Recent advances in high-throughput sequencing technology have provided a mechanism to gain genomics insight on species without a complete genome sequence by generating expressed sequence tags collections (ESTs, ). ESTs are single-pass, partial sequences obtained from randomly selected complementary DNA (cDNA) clones and need to be processed and annotated to provide a biologically relevant data set. They include low-quality and vector regions that must be identified and removed to obtain high-quality, clean sequences suitable for further analysis. In addition, due to the random selection of the sequenced cDNA clones, a clustering step is needed to obtain a non-redundant set of unique consensus sequences, or unigenes. Finally, functional and structural annotation of the unigenes is required in order to add relevant biological information to the sequences. All these data must be conveniently stored and organized in a structured database, and interfaces must be set up for end-users to efficiently retrieve and mine all these data.

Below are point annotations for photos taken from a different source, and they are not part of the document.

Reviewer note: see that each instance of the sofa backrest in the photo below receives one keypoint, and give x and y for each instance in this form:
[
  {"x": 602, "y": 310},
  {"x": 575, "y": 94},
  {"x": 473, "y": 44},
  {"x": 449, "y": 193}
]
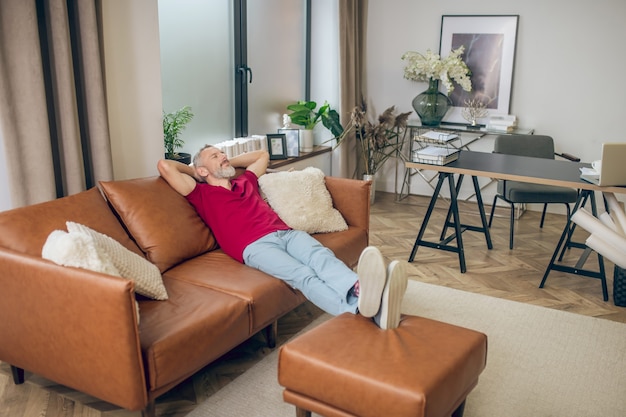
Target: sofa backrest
[
  {"x": 162, "y": 222},
  {"x": 26, "y": 229}
]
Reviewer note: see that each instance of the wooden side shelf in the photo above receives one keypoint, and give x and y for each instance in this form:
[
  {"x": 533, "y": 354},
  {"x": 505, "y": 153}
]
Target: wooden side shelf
[{"x": 317, "y": 150}]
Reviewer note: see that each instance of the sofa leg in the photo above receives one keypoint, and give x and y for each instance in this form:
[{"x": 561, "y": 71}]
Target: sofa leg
[
  {"x": 271, "y": 334},
  {"x": 150, "y": 410},
  {"x": 300, "y": 412},
  {"x": 459, "y": 411},
  {"x": 18, "y": 375}
]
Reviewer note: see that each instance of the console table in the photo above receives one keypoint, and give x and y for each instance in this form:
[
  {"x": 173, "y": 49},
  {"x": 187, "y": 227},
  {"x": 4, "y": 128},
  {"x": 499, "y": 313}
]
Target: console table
[
  {"x": 467, "y": 136},
  {"x": 515, "y": 168}
]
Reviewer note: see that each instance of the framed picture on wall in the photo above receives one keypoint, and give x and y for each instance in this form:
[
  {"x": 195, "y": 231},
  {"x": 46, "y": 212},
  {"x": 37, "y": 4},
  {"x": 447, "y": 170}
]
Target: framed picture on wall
[
  {"x": 293, "y": 141},
  {"x": 277, "y": 145},
  {"x": 490, "y": 42}
]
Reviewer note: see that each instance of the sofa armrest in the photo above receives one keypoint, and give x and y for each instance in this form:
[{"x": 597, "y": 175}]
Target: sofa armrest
[
  {"x": 73, "y": 326},
  {"x": 352, "y": 198}
]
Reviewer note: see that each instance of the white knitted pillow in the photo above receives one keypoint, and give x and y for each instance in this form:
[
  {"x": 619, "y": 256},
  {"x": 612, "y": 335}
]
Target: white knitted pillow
[
  {"x": 78, "y": 250},
  {"x": 302, "y": 200},
  {"x": 146, "y": 275}
]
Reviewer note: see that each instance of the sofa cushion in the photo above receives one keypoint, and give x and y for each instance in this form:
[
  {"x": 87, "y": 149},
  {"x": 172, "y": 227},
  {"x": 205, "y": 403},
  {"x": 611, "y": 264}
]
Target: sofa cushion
[
  {"x": 164, "y": 225},
  {"x": 26, "y": 229},
  {"x": 302, "y": 201},
  {"x": 267, "y": 297},
  {"x": 192, "y": 328},
  {"x": 145, "y": 275}
]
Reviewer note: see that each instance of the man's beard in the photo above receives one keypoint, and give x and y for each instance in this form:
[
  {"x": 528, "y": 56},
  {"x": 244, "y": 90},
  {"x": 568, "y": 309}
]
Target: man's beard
[{"x": 227, "y": 172}]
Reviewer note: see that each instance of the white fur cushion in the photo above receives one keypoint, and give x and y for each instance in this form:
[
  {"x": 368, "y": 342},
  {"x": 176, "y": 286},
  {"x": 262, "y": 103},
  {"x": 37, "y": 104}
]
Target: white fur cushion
[
  {"x": 302, "y": 200},
  {"x": 77, "y": 250},
  {"x": 146, "y": 275},
  {"x": 80, "y": 251}
]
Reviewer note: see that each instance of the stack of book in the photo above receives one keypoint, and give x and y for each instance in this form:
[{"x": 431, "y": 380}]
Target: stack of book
[
  {"x": 502, "y": 123},
  {"x": 437, "y": 137},
  {"x": 435, "y": 155}
]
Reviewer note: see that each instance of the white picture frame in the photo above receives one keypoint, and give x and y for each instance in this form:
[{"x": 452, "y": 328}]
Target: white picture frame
[
  {"x": 293, "y": 141},
  {"x": 490, "y": 42}
]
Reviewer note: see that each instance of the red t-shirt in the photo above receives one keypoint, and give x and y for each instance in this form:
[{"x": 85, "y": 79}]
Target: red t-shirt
[{"x": 238, "y": 216}]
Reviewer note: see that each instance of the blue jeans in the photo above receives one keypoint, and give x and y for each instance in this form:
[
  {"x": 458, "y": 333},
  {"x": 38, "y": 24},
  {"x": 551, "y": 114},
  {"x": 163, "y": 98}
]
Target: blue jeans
[{"x": 302, "y": 262}]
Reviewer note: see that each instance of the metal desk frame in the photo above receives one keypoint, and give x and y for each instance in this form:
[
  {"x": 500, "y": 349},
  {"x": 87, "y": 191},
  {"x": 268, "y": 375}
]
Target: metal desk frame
[{"x": 514, "y": 168}]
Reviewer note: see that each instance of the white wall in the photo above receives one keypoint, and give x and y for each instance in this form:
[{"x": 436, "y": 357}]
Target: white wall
[
  {"x": 567, "y": 76},
  {"x": 566, "y": 81},
  {"x": 133, "y": 80}
]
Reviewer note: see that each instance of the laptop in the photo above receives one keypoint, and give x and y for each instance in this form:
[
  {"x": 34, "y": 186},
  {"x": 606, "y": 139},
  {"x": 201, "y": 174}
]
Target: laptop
[{"x": 612, "y": 169}]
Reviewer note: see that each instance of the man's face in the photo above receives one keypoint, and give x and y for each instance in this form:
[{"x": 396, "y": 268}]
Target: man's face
[{"x": 216, "y": 164}]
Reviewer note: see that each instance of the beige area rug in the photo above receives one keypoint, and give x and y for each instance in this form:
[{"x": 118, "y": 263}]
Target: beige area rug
[{"x": 540, "y": 362}]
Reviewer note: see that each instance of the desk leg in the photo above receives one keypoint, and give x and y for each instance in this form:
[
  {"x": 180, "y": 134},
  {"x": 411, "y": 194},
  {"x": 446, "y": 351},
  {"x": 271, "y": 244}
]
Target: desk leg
[
  {"x": 454, "y": 206},
  {"x": 601, "y": 274},
  {"x": 454, "y": 209},
  {"x": 481, "y": 211},
  {"x": 429, "y": 211}
]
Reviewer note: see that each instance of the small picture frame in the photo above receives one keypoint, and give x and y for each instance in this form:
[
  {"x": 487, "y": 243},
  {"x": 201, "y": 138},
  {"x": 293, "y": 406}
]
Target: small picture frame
[
  {"x": 293, "y": 141},
  {"x": 277, "y": 145}
]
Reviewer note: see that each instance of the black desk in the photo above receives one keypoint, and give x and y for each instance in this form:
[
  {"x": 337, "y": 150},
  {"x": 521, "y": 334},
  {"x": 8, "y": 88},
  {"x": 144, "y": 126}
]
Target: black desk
[{"x": 516, "y": 168}]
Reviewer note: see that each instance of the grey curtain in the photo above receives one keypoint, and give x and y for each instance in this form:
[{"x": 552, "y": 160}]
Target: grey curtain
[
  {"x": 352, "y": 33},
  {"x": 53, "y": 120}
]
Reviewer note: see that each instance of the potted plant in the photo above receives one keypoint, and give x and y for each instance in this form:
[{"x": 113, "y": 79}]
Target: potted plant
[
  {"x": 173, "y": 124},
  {"x": 304, "y": 113},
  {"x": 377, "y": 140}
]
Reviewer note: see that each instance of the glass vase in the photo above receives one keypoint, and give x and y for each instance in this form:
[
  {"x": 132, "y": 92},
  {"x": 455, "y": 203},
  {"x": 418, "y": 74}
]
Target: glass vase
[{"x": 431, "y": 105}]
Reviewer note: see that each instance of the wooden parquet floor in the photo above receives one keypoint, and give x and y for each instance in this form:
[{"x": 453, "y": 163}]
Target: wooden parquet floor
[{"x": 499, "y": 272}]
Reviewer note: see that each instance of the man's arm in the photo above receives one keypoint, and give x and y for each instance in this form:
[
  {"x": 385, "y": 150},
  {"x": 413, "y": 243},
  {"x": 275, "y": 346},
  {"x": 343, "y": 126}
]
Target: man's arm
[
  {"x": 180, "y": 177},
  {"x": 255, "y": 161}
]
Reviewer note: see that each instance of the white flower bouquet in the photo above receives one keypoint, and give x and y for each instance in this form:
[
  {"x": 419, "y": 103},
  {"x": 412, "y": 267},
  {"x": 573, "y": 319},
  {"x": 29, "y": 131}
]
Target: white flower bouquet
[{"x": 431, "y": 66}]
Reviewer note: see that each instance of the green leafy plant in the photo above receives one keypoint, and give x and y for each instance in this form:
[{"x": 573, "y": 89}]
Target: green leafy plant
[
  {"x": 303, "y": 113},
  {"x": 173, "y": 124}
]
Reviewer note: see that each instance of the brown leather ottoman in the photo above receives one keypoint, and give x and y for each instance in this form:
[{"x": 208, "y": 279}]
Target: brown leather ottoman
[{"x": 348, "y": 366}]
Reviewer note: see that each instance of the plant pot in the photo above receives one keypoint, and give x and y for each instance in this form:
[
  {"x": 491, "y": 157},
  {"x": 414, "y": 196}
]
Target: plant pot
[
  {"x": 306, "y": 140},
  {"x": 431, "y": 105},
  {"x": 371, "y": 178},
  {"x": 181, "y": 157}
]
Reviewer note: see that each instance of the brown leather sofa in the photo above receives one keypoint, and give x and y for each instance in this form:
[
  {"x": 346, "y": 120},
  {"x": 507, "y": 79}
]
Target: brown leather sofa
[{"x": 79, "y": 328}]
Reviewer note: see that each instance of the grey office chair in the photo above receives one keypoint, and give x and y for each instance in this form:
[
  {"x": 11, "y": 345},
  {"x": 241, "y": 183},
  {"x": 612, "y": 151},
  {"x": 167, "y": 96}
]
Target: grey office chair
[{"x": 513, "y": 192}]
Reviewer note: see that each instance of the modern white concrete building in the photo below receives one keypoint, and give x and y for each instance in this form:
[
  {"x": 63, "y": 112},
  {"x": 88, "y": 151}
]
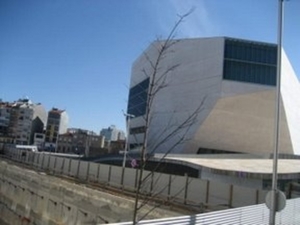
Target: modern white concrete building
[{"x": 226, "y": 86}]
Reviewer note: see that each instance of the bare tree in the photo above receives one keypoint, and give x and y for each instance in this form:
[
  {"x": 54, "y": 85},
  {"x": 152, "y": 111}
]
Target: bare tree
[{"x": 178, "y": 132}]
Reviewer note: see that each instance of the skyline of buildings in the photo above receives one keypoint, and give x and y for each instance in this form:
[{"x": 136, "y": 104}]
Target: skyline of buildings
[{"x": 23, "y": 122}]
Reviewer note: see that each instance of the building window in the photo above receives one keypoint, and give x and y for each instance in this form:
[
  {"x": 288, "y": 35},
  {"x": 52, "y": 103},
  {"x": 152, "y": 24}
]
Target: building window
[
  {"x": 250, "y": 62},
  {"x": 138, "y": 130},
  {"x": 138, "y": 98}
]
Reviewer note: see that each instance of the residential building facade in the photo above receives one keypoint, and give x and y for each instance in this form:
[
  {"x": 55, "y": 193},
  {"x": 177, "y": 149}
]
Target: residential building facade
[
  {"x": 21, "y": 119},
  {"x": 79, "y": 141},
  {"x": 57, "y": 123},
  {"x": 112, "y": 133}
]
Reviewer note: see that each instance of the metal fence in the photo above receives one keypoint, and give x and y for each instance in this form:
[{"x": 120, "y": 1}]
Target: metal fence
[
  {"x": 249, "y": 215},
  {"x": 185, "y": 190}
]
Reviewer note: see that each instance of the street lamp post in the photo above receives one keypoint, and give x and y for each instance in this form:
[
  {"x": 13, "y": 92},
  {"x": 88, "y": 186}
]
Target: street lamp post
[
  {"x": 274, "y": 192},
  {"x": 128, "y": 117}
]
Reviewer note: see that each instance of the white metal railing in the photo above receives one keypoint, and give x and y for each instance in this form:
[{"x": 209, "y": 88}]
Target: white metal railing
[{"x": 249, "y": 215}]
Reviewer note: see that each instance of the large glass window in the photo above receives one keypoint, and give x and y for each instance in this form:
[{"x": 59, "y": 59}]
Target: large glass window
[
  {"x": 250, "y": 62},
  {"x": 138, "y": 98}
]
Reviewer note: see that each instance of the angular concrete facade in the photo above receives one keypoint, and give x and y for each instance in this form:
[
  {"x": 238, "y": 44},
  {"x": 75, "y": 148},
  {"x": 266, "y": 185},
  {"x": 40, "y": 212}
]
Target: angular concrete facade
[{"x": 233, "y": 83}]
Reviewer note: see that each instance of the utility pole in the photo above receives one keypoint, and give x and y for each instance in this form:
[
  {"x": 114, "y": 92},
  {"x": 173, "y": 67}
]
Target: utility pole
[{"x": 275, "y": 192}]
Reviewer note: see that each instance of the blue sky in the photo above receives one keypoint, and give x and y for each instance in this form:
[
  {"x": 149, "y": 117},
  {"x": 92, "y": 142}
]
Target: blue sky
[{"x": 77, "y": 54}]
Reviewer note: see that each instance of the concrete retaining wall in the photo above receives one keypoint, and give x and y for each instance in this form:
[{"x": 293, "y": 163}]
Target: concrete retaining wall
[
  {"x": 29, "y": 197},
  {"x": 179, "y": 189}
]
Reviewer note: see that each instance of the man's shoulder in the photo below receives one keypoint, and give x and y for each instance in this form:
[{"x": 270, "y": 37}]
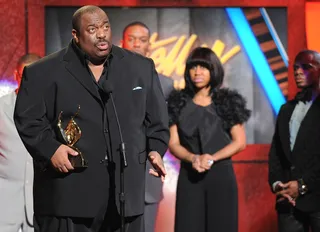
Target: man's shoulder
[
  {"x": 49, "y": 60},
  {"x": 131, "y": 55},
  {"x": 7, "y": 100},
  {"x": 165, "y": 79}
]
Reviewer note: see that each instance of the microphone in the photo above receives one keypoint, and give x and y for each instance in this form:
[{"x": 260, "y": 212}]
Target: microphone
[{"x": 108, "y": 89}]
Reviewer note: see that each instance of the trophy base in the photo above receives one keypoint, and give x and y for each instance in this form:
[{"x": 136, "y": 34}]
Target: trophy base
[{"x": 78, "y": 162}]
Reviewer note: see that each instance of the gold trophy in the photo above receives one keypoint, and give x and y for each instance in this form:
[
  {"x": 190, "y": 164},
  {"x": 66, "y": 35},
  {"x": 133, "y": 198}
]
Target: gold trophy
[{"x": 71, "y": 135}]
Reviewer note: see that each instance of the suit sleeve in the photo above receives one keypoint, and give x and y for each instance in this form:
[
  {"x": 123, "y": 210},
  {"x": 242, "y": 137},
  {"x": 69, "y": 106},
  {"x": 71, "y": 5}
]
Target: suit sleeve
[
  {"x": 312, "y": 176},
  {"x": 275, "y": 167},
  {"x": 156, "y": 116},
  {"x": 30, "y": 118}
]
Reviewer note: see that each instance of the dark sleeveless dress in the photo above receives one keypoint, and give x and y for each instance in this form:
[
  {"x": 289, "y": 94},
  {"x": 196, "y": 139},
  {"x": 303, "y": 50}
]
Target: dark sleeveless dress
[{"x": 205, "y": 202}]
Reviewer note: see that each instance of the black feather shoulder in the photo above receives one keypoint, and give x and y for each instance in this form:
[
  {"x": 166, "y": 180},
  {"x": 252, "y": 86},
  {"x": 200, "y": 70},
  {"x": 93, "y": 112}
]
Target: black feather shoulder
[
  {"x": 231, "y": 107},
  {"x": 176, "y": 101}
]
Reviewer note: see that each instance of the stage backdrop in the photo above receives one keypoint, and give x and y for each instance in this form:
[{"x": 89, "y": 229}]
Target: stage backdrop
[{"x": 175, "y": 32}]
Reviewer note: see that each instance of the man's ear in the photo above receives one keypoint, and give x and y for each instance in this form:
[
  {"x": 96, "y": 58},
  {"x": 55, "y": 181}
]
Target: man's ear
[
  {"x": 75, "y": 35},
  {"x": 149, "y": 49}
]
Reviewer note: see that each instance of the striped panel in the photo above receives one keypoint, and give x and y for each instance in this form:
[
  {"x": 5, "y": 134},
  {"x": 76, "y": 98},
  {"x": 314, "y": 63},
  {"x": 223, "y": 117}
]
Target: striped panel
[{"x": 269, "y": 47}]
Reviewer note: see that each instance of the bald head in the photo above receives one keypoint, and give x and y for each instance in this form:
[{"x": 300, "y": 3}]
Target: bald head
[
  {"x": 307, "y": 69},
  {"x": 310, "y": 54},
  {"x": 76, "y": 18}
]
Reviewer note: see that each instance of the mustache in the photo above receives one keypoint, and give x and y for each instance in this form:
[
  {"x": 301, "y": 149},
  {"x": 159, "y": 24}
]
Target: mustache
[{"x": 102, "y": 41}]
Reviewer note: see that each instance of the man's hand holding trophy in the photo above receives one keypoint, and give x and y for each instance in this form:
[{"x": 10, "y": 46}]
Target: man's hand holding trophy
[{"x": 67, "y": 157}]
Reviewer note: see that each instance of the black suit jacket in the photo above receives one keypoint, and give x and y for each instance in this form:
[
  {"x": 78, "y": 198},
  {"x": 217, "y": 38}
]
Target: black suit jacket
[
  {"x": 154, "y": 184},
  {"x": 304, "y": 160},
  {"x": 60, "y": 82}
]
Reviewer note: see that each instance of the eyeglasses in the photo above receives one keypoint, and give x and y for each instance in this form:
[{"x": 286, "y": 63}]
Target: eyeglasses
[{"x": 304, "y": 66}]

Due to the high number of sequences in most ESTs datasets, different computer-based methods are required to process, annotate, record, display, and retrieve the data. These methods are applied sequentially from the input raw sequence data to the final searchable, fully annotated EST database, and knowledge of computing science is needed to arrange them in an efficient and reliable analysis pipeline. The usual approach to this problem is to build an in-house prepared set of script programs that semi-automates the analysis. This solution requires highly skilled bioinformatics staff capable of programming and using the scripts, and is inefficient because a different pipeline should be prepared for each project, and because the resulting semi-automated process is difficult to maintain and lacks reproducibility. It would therefore be more convenient to use a well tested, freely available automatic tool. In our opinion, this application should ideally have the following features: 1) to be fully automated in a pipeline covering all the steps from the input chromatogram files to a clean, annotated web-searchable EST database, 2) to be highly modular and adaptable, 3) to be able to run in parallel in a personal computer (PC) cluster, thus benefiting from the multiprocessing capabilities of these systems, 4) to use third-party freely-available programs, in order to ease the incorporation of the improvements made by others programmers, 5) to include a highly-configurable and extensible user-friendly interface to perform data mining by combining any search criteria, fitting the final user needs, and 6) to be based on an open source license to allow a continuous development by a community of users and programmers, as well as its customization for the particular needs of different projects.
Some applications, including PipeOnLine , ESTAP , PartiGene , ESTIMA , EST-PAGE , ParPEST , GARSA , or openSputnik , have been proposed and they fulfill a certain number of the desired characteristics. However, as far as we know, none of these packages are endowed with all the requirements indicated above, especially the code availability, enabling costumization, and the automatic creation of a user-friendly web site to perform complex queries ready to be deployed in a production environment.
In an attempt to fulfill the need for an analysis software which accomplishes all the mentioned requirements, we have developed a software package, namely EST2uni (EST analysis software TO create an annotated UNIgene database). This pipeline has been tested through three genomics projects which we are involved in: Citrus Functional Genomics Project , ChillPeach Project , and Spanish Melon Genomics Project . EST2uni uses a set of chromatogram files as input to produce a structured and annotated EST database, as well as a web site to perform complex queries and data mining. Configuration of the pipeline is done by just editing a single well-documented text file. After initial set up configuration, the pipeline is completely automated, and can be run in parallel in a PC cluster using the load distribution tool CONDOR . Its modular structure provides an easy way to adapt the analysis to the special requirements of individual projects. Furthermore, the code is designed to easily integrate well-tested, widely-used, freely available third-party tools, either as locally installed programs (e.g., Primer3 ) or as web services (e.g., GEPAS  and Babelomics suites ). The software package is freely distributed  under a GPL license, and can be easily installed in a standard Linux system running Apache HTTP Server, Perl scripting language, MySQL database management system, and PHP language.